Introduction to Context-PEFT

The paper discusses a novel framework for fine-tuning pre-trained LLMs - named Context-PEFT - which enables efficient transfer learning across multiple modalities and tasks. The need for Parameter-Efficient Fine-Tuning (PEFT) techniques like LoRA, BitFit, and IA has grown as LLMs become larger and more computationally demanding. However, when dealing with multi-modal data, PEFT often requires significant architectural adjustments. Context-PEFT responds to this challenge by streamline adaptation without changing the model architecture, learning different adaptor parameters based on token domain. This approach is evaluated on the COCO captioning task and shows improved performance, efficiency, and computational economy over full fine-tuning.

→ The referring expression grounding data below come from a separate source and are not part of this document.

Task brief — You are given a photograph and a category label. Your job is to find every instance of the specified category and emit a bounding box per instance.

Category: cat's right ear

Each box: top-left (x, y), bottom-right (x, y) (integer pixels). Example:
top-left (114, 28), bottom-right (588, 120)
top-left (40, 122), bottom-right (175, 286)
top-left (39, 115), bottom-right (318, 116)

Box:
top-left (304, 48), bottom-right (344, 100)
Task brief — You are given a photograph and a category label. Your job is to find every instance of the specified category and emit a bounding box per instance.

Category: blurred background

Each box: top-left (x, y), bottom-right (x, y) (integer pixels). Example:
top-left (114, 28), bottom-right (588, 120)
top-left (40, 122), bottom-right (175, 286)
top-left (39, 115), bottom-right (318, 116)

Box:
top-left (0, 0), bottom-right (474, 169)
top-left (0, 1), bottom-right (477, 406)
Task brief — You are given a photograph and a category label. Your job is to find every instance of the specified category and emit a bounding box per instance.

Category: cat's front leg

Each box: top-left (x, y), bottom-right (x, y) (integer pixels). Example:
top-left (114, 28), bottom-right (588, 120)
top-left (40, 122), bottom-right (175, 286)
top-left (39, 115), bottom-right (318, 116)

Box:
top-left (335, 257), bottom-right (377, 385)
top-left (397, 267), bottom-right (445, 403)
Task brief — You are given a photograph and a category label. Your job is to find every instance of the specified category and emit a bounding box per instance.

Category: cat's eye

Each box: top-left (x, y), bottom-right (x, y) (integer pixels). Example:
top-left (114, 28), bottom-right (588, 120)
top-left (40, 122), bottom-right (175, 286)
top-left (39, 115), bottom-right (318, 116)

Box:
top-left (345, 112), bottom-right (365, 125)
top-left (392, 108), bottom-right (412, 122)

Previous Work and PEFT Techniques

PEFT has become popular as it enables the utilization of large LLMs without extensive resource requirements. Techniques can be categorized based on how they alter the model architecture and introduce new weights, with methods focusing on training only a subset of parameters or introducing learnable vectors that adjust activations within layers. Vision-Language models come in various forms, some using dual-encoder systems for classification and retrieval tasks, and others, like Large Vision Language Models (LVLMs), being better suited for generative tasks such as captioning. Among LVLMs, those utilizing causal attention have shown particular promise when adapting pre-trained text-only models to multimodal tasks.

Our Context-PEFT Approach

The proposed Context-PEFT framework involves freezing the vision encoder and adapting image embeddings for the language model, differentiating itself by using a context-driven PEFT method rather than full fine-tuning. This method is adaptable to a range of PEFT techniques and does not need any auxiliary data outside of standard datasets during training and evaluation. The focus of Context-PEFT is efficiency, with the goal of selecting models that maintain high performance with a reasonable computational footprint.

Evaluation and Findings

The researchers conducted rigorous testing across various PEFT methods, finding that context-specific adaptors yielded better results than context-agnostic variants. Adapting feed-forward layers often led to improvements, but the attention layers saw larger performance gains from context-specific adaptation, suggesting the significance of controlling inter-modality interactions. An analysis of vision transformer sizes revealed that while higher quality image tokens from more parameter-heavy encoders improved performance, Context-PEFT still enhanced outcomes when considering trainable parameters. Finally, attention map observations revealed the model's ability to discern semantically relevant regions within images, further validating the performance of the method and suggesting potential applications for tasks like panoptic segmentation.

The findings underline Context-PEFT's potential as a solution for environments constrained by data, compute resources, and operational efficiency. The framework provides a competitive alternative to full fine-tuning, particularly in scenarios where resources are limited. Future work could explore extending Context-PEFT to other modalities and tasks, further improving its versatility and effectiveness.